Cette annonce a, en outre, eu lieu quelques heures après l'émission par le ministère de l'Intérieur d'un communiqué sévère indiquant qu'il n'accepterait aucune nouvelle manifestation, « sous n'importe quel slogan ». Un communiqué qui a accompagné la dispersion musclée d'un sit-in à Homs. Des militants des droits de l'homme, faisant état de « tirs nourris », ont affirmé que les forces de sécurité avaient dispersé par la force des milliers de personnes qui réclamaient la chute du régime. Les autorités ont affirmé de leur côté que cinq officiers de l'armée et trois enfants avaient été tués ces dernières 24 heures par des « groupes criminels armés » dans la région de Homs. Le sit-in, qui avait été lancé lundi soir, devait durer jusqu'à la chute du régime, selon un militant. Malgré la violence des forces de sécurité, la page Facebook « Syrian Network News » (SNN) a lancé un nouvel appel à manifester à Homs aujourd'hui, après la prière de midi.
À l'École de médecine de Damas, des dizaines d'étudiants ont également manifesté pour réclamer « la fin du massacre » mais, selon des opposants, les forces de sécurité sont intervenues pour mettre fin à la manifestation. D'après SNN, 10 étudiants auraient été arrêtés.

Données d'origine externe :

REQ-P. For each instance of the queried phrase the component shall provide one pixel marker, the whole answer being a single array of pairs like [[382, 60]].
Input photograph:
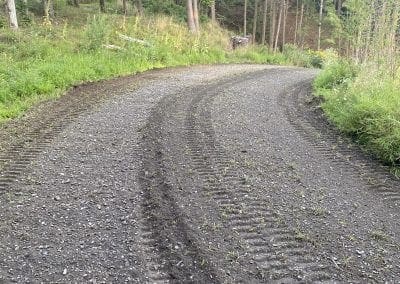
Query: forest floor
[[206, 174]]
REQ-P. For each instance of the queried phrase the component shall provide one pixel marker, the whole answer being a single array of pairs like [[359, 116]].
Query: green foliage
[[303, 58], [337, 74], [366, 107], [97, 32], [41, 62], [166, 7]]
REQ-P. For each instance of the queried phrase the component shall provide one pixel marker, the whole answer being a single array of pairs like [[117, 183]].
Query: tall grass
[[41, 61], [364, 102]]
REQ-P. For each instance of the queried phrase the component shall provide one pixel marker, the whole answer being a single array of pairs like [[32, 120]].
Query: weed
[[379, 235]]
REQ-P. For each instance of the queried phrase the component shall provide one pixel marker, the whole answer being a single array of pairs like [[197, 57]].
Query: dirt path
[[233, 177]]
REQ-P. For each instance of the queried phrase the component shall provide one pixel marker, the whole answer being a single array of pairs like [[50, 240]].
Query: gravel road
[[209, 174]]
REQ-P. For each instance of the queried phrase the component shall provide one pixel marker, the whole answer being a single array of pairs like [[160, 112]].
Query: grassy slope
[[364, 103], [42, 61]]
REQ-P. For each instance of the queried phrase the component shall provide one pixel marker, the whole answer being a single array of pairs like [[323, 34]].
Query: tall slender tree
[[12, 14], [273, 24], [264, 29], [213, 14], [321, 8], [102, 6], [278, 29], [196, 14], [255, 20], [190, 18], [245, 18]]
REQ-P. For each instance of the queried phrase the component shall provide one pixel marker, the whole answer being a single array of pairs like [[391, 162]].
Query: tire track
[[179, 255], [334, 147], [274, 248]]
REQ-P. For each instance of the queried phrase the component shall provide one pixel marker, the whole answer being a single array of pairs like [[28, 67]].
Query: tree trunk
[[264, 30], [273, 24], [48, 11], [255, 19], [300, 28], [213, 16], [296, 23], [285, 12], [139, 7], [102, 6], [278, 29], [190, 19], [12, 14], [339, 7], [124, 7], [196, 15], [321, 7], [245, 18]]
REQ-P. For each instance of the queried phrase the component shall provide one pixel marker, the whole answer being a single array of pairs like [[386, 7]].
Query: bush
[[365, 107], [336, 74]]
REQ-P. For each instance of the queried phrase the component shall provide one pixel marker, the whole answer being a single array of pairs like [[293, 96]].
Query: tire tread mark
[[208, 156], [315, 129]]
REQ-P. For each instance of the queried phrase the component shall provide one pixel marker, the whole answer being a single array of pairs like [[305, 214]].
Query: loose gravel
[[207, 174]]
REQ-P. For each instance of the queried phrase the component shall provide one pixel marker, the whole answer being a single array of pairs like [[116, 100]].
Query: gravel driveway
[[207, 174]]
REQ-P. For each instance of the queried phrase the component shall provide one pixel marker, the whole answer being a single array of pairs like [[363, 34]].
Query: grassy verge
[[41, 62], [364, 103]]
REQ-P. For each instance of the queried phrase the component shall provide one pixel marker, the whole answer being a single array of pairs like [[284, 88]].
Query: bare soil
[[211, 174]]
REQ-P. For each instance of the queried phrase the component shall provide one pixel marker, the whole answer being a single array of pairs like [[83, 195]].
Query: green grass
[[41, 62], [365, 104]]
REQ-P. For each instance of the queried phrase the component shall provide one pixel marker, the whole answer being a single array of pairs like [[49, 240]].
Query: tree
[[255, 20], [285, 14], [245, 18], [278, 29], [190, 18], [102, 6], [139, 7], [272, 24], [196, 14], [12, 14], [321, 7], [48, 11], [264, 29], [124, 7], [213, 15]]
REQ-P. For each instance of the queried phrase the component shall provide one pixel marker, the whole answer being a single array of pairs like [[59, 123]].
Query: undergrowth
[[41, 61], [363, 102]]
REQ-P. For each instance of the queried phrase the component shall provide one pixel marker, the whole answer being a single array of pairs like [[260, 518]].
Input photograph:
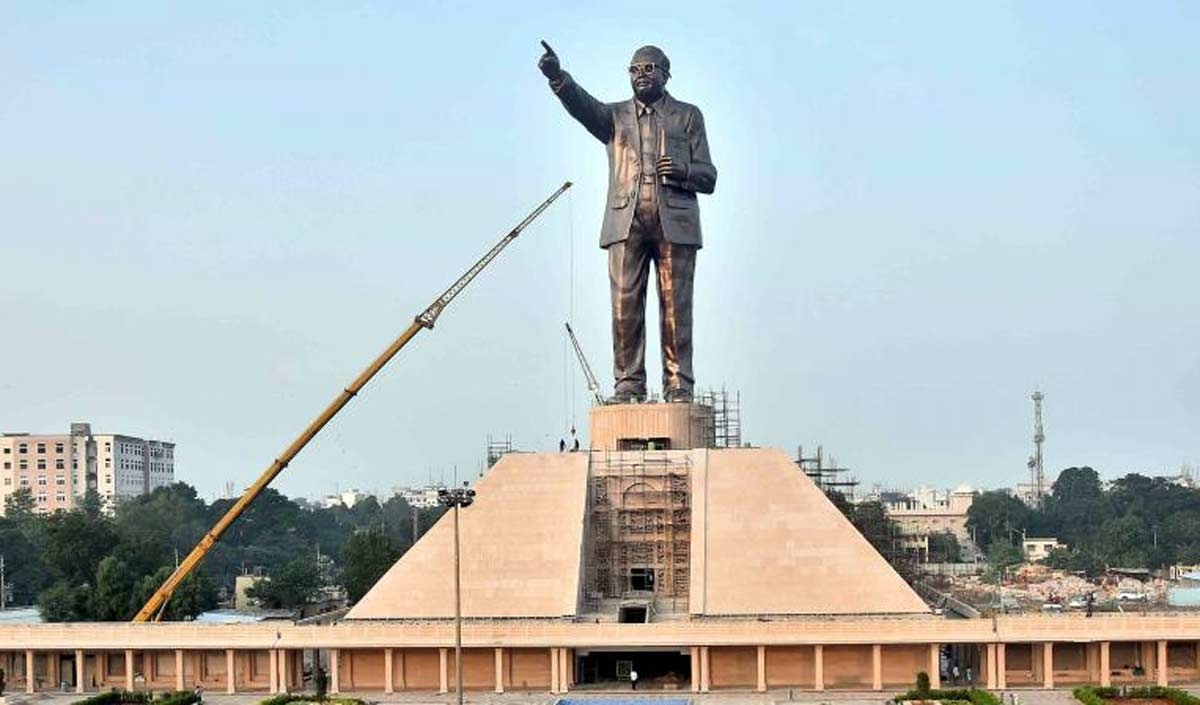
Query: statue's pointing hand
[[549, 64]]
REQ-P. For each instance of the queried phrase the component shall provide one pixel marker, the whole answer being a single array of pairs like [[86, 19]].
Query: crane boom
[[593, 385], [154, 607]]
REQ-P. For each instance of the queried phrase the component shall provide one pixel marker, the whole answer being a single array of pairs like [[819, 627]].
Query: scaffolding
[[498, 449], [828, 477], [723, 417], [639, 532]]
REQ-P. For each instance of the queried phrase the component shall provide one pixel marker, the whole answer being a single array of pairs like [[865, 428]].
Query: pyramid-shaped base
[[703, 532]]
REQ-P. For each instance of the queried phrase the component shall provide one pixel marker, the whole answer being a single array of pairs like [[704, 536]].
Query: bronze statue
[[658, 162]]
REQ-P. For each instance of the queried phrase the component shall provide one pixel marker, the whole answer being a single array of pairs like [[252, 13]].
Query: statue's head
[[648, 73]]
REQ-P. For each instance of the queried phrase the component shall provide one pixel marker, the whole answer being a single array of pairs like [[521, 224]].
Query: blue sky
[[214, 215]]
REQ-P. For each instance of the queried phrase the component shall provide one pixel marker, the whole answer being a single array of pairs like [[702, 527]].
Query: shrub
[[286, 698], [321, 681], [1089, 696], [115, 697], [971, 696], [923, 685]]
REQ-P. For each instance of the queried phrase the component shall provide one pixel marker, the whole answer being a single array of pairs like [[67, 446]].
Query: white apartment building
[[421, 498], [60, 468]]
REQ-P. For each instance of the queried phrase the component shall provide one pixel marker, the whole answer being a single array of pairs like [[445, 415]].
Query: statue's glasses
[[636, 70]]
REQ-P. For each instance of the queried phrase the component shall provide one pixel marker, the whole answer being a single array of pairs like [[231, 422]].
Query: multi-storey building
[[59, 469]]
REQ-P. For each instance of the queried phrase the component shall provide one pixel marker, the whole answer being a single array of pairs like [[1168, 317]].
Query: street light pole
[[457, 498], [457, 609]]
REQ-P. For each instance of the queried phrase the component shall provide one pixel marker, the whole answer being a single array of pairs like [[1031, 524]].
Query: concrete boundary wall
[[539, 655]]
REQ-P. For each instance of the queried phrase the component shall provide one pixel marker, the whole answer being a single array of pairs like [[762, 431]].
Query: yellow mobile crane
[[154, 607]]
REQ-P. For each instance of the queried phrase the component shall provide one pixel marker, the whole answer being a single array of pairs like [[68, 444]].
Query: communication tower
[[1037, 472]]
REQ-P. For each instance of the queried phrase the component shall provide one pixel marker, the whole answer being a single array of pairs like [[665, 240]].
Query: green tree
[[19, 506], [293, 586], [366, 556], [1125, 542], [996, 517], [1005, 555], [1075, 507], [64, 602], [76, 543], [112, 598]]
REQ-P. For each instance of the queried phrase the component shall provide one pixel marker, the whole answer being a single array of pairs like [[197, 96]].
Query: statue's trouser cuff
[[629, 263]]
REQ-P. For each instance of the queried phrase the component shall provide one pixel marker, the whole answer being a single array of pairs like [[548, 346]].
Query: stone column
[[273, 670], [876, 667], [935, 667], [1147, 657], [991, 668], [1048, 664], [1001, 667]]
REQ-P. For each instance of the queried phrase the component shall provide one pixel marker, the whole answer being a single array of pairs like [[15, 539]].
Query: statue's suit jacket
[[616, 126]]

À Deraa, les habitants ont rapporté que les forces de sécurité, absentes des rues ces derniers jours, ont fait hier leur réapparition. Plus de 2 000 personnes ont en outre manifesté à Banias après l'annonce du gouvernement sur l'état d'urgence. Ce rassemblement était organisé pour protester contre des propos des autorités qui avaient accusé lundi soir des « groupes salafistes » de mener une « rébellion armée » à Banias ainsi qu'à Homs. S'exprimant devant les manifestants réunis sur une des places de Banias, cheikh Anas al-Ayroute, une des figures du mouvement de contestation dans cette ville, a déclaré à l'adresse du ministre de l'Intérieur : « Aie le courage d'admettre que les chabbiha (nom donné aux miliciens accusés de tirer sur les manifestants) font partie des services de sécurité et de renseignements et travaillent sous leur égide », a-t-il ajouté. Les manifestations à Banias « vont se poursuivre pour réclamer la liberté », a-t-il ajouté. Selon le principal groupe syrien de défense des droits de l'homme, la répression du mouvement pour la démocratie a fait environ 200 morts depuis près d'un mois.
Dans ce contexte, Mark Toner, le porte-parole de la diplomatie américaine, a déclaré que « la violence là-bas continue de susciter une profonde inquiétude, et il est clair que le gouvernement doit engager d'urgence des réformes plus importantes et cesser d'utiliser la violence contre des manifestants pacifiques ». « Nous avons entendu beaucoup de mots et vu peu d'action » de la part du président syrien Bachar el-Assad, a-t-il ajouté.